WordPress 4.2.2 è ora disponibile, si tratta di una release di sicurezza critica per tutte le versioni precedenti e quindi raccomandiamo fortemente di aggiornare immediatamente i vostri siti..

La version 4.2.2 risolve due problemi di sicurezza:

  • Il pacchetto di font di icone Genericons,utilizzato da molti temi e plugin molto popolari, contiene un file HTML vulnerabile ad un attacco cross-site scripting. Tutti i temi ed i plugin che lo utilizzano e che sono ospitati su WordPress.org (compreso il tema standard Twenty Fifteen) sono stati aggiornati nella giornata di oggi da parte del WordPress security team per risolvere il problema rimuovendo questo file non essenziale. Per aiutare la protezione degli altri utilizzi di Genericons, WordPress 4.2.2 analizza la directory wp-content alla ricerca di questo file HTML e lo rimuove se presente. Segnalato da Robert Abela di Netsparker.
  • WordPress versione 4.2 e tutte le versioni precedenti sono affetta da una vulnerabilità critica di cross-site scripting, che potrebbe permettere ad utenti anonimi di compromettere un sito. WordPress 4.2.2 include una modifica che risolve questo problema.
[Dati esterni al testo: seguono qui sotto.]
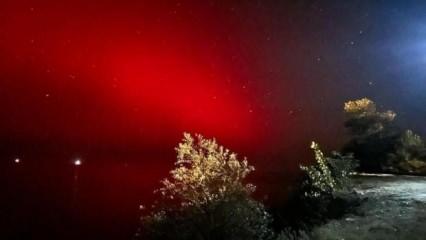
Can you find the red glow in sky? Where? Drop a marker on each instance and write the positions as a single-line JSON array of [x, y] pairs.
[[97, 73]]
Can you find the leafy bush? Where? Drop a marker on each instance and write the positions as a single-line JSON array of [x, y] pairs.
[[206, 197], [324, 192], [329, 174], [410, 154]]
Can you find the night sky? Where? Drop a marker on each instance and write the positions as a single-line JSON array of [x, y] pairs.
[[116, 83]]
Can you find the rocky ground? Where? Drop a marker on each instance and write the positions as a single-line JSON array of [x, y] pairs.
[[394, 208]]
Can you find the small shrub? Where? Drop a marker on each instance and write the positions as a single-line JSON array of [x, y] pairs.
[[329, 174]]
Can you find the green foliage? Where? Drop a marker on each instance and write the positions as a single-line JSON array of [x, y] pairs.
[[378, 144], [410, 154], [210, 199], [324, 192]]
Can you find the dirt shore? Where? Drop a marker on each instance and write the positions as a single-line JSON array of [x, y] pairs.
[[394, 208]]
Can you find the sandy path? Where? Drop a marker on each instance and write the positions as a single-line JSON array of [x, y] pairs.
[[395, 209]]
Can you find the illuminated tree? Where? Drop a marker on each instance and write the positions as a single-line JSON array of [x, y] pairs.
[[206, 172], [205, 197], [373, 135]]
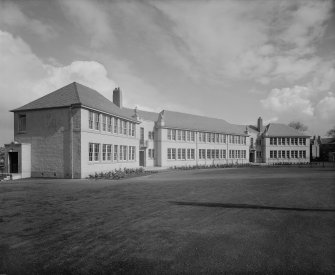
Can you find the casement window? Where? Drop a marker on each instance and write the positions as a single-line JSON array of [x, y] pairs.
[[22, 123], [173, 153], [96, 121], [130, 128], [192, 136], [104, 125], [151, 153], [90, 119], [120, 126], [116, 153], [133, 129], [151, 135], [179, 134], [125, 127], [173, 134], [209, 154], [184, 135], [96, 151], [132, 152], [109, 124], [179, 154], [183, 153], [116, 125]]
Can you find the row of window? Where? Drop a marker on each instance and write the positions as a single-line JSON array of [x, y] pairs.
[[111, 152], [181, 153], [183, 135], [287, 154], [287, 141], [111, 124]]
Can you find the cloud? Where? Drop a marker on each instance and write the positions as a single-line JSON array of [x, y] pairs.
[[11, 15], [26, 77]]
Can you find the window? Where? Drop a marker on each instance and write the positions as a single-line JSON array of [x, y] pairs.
[[192, 136], [192, 154], [104, 123], [115, 152], [173, 153], [173, 134], [109, 124], [116, 127], [22, 123], [183, 154], [151, 135], [133, 129], [96, 121], [125, 124], [96, 151], [169, 135], [151, 153], [90, 120]]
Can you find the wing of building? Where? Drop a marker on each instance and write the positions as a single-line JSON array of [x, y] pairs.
[[74, 132]]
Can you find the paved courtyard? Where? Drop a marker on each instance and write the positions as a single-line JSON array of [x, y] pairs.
[[267, 220]]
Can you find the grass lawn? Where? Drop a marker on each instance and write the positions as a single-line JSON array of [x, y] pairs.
[[265, 220]]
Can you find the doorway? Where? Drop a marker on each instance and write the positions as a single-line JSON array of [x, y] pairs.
[[142, 158], [13, 162]]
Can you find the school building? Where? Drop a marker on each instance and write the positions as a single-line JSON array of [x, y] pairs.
[[75, 131]]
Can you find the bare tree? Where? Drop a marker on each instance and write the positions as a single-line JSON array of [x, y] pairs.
[[298, 126], [331, 132]]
La versione inoltre include dei rafforzamenti per potenziali vulnerabilità cross-site scripting vulnerability durente l’uso dell’editor visuale. Il problema è stato segnalato da Mahadev Subedi.

I nostri ringraziamenti vanno qa quanti hanno praticato una segnalazione responsabile dei problemi di sicurezza.

WordPress 4.2.2 inoltre contiene la risoluzioni di 13 bachi della versione 4.2. Per maggiori informazioni, si vedano le note di release o si consulti la lista delle modifiche.

Grazie a tutti quanti hanno contribuito alla 4.2.2:

Aaron Jorbin, Andrew Ozz, Andrew Nacin, Boone Gorges, Dion Hulse, Ella Iseulde Van Dorpe, Gary Pendergast, Hinaloe, Jeremy Felt, John James Jacoby, Konstantin Kovshenin, Mike Adams, Nikolay Bachiyski, taka2, e willstedt.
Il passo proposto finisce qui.